En el seno de la especificidd funcional de la fotografía reposan los fermentos de otra especificidad, estética en este caso. Absortos en los problemas técnicos, los practicantes de la misma la ignoran. En el estudio, elaboran lo que transmitirán a sus sucesores, un ritual en que se combinan las astucias prácticas con elementos de escenografía pictórica, de la que está impregnada su mente. Sus manuales dan las recetas y no razonan sobre la fotografía más que en términos de utilidad. La pose exigida por la lentitud del procedimiento invita a la composición, exaltada por las artes del dibujo. John Jabez Edwin Mayall realiza así varias placas ilustrando el Padrenuestro o poemas de Campbell. La obra ejecutada de 1843 a 1862 en el estudio de Albert Sands Southworth y Josiah Johnson Haews, en Boston, resulta a causa de ello todavía más extraordinaria. A través de una técnica perfecta, representa la quintaesencia del daguerrotipo, con una intuición rara del instante, un empleo dinámico de la luz. Toda América, con su vigor, con su inmensidad, se encarna en muchos de esos retratos, que desbordan de fuerza.
Con el daguerrotipo, tal como se practica ordinariamente, la fotografía aparece únicamente como la invención de una técnica de registro de la realidad.

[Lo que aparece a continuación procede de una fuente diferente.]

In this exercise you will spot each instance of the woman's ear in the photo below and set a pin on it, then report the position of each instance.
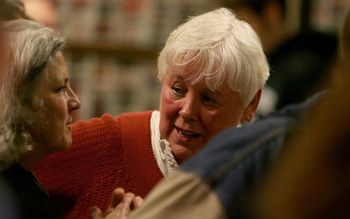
(250, 110)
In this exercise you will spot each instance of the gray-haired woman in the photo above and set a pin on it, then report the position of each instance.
(36, 113)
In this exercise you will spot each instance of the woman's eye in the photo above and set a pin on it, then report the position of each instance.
(209, 100)
(61, 89)
(178, 90)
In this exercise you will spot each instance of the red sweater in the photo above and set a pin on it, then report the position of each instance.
(106, 153)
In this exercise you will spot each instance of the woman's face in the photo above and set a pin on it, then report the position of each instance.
(191, 114)
(50, 110)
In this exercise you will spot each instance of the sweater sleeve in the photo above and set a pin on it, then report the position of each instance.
(67, 175)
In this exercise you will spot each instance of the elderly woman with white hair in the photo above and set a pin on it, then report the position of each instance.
(212, 69)
(36, 113)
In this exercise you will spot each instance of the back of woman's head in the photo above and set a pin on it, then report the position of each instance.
(30, 49)
(220, 49)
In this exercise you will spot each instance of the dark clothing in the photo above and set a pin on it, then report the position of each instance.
(28, 198)
(300, 64)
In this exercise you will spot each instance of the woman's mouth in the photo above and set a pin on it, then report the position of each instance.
(187, 134)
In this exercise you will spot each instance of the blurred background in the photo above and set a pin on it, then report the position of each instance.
(113, 44)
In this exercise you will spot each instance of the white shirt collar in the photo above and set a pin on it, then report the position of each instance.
(161, 149)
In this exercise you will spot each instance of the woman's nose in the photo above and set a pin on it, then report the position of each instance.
(74, 102)
(189, 109)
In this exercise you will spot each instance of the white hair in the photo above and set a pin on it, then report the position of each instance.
(31, 47)
(222, 49)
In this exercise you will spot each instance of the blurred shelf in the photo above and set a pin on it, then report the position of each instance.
(123, 52)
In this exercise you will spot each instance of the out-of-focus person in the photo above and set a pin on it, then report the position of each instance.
(299, 60)
(212, 69)
(37, 104)
(312, 178)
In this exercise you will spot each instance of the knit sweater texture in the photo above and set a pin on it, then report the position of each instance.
(106, 153)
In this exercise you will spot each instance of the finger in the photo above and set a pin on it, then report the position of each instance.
(96, 213)
(117, 196)
(124, 206)
(137, 202)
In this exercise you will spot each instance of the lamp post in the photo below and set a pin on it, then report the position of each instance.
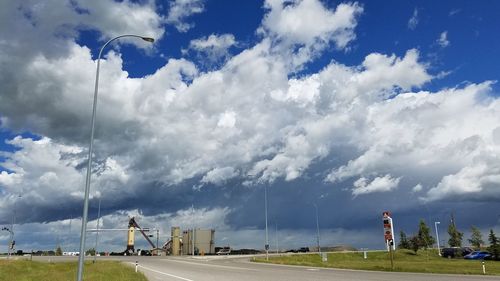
(265, 212)
(83, 233)
(14, 218)
(437, 237)
(97, 229)
(11, 239)
(317, 228)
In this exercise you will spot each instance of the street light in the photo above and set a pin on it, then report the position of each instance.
(317, 228)
(265, 211)
(11, 239)
(97, 228)
(437, 237)
(81, 256)
(14, 217)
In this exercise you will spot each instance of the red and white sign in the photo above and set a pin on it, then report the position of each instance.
(388, 228)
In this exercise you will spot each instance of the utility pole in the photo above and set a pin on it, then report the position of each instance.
(267, 237)
(277, 246)
(192, 233)
(437, 237)
(97, 229)
(157, 238)
(317, 229)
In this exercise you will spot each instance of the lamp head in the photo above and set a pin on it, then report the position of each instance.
(148, 39)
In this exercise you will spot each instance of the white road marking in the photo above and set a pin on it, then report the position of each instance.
(159, 272)
(212, 265)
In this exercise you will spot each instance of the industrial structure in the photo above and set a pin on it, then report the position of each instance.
(132, 226)
(199, 241)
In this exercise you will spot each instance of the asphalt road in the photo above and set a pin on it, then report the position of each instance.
(241, 269)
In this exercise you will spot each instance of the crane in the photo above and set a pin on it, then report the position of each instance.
(132, 225)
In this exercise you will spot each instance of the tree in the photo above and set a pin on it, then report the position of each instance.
(455, 235)
(426, 239)
(403, 241)
(494, 247)
(58, 251)
(476, 238)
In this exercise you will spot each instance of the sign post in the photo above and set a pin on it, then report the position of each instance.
(388, 235)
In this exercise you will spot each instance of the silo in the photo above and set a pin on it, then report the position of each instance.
(176, 243)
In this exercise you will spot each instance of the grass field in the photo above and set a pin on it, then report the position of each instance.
(404, 261)
(23, 270)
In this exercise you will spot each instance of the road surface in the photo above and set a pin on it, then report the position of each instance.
(241, 269)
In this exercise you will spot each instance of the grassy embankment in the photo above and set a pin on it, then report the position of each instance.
(404, 261)
(23, 270)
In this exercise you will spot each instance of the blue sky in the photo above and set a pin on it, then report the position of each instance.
(358, 107)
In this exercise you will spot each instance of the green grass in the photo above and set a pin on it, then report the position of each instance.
(404, 261)
(23, 270)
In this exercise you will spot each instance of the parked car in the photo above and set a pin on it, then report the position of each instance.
(224, 251)
(455, 252)
(478, 255)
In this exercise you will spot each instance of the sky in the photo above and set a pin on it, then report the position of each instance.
(357, 107)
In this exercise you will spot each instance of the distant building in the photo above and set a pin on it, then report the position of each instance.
(203, 241)
(71, 253)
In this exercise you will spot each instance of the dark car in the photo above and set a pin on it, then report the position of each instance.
(478, 255)
(455, 252)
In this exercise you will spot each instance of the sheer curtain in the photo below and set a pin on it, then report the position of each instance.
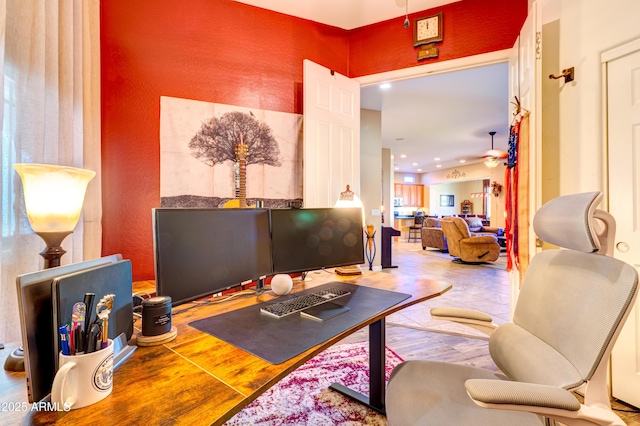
(49, 58)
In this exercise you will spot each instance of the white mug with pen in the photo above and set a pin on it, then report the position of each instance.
(85, 375)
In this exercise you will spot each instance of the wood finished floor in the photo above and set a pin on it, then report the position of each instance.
(413, 334)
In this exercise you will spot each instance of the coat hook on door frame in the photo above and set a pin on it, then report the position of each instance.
(567, 74)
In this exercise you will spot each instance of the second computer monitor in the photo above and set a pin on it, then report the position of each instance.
(310, 239)
(199, 252)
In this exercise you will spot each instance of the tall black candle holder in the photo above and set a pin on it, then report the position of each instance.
(370, 249)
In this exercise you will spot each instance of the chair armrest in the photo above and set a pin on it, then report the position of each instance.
(549, 401)
(481, 239)
(493, 229)
(474, 319)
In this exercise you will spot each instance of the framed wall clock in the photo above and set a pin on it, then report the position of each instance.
(427, 30)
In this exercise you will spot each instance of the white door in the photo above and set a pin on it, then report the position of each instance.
(623, 105)
(524, 72)
(331, 148)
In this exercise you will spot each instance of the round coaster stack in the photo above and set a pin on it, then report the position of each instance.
(156, 340)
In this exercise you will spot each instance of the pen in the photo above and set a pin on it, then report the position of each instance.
(88, 302)
(79, 340)
(64, 342)
(93, 336)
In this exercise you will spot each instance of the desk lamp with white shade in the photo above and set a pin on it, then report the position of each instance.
(53, 197)
(349, 199)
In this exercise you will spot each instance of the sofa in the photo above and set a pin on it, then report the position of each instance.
(432, 235)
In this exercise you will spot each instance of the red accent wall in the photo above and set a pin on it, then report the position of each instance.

Con el calotipo, pone las bases de una estética original o, por lo menos, deja entrever su posibilidad. Los que la juzgan entonces concuerdan en reconocer que la materia del papel acariciada por la luz engendra una imagen más sutil que la representación, muy seca a causa de su misma precisión, de la placa daguerriana. Todavía aleatoria debido a la textura defectuosa del soporte y a la complejidad de las manipulaciones, la fotografía sobre papel será poco practicada, y raras veces con asiduidad, antes de 1851. Talbot, Bayard y algunos aficionados, entre ellos Victor Regnault, dan testimonio de los recursos expresivos y de la fuerza emotiva del nuevo arte. La soltura de las poses, la inteligencia de la luz, la pertinencia del espacio observadas en el magnífico conjunto dejado por Hill y Adamson afirman ese poder creador del que puede disponer en el instante de la toma y en el pasaje de la imagen negativa a la prueba positiva del fotógrafo dotado de imaginación y seguro de sus medios.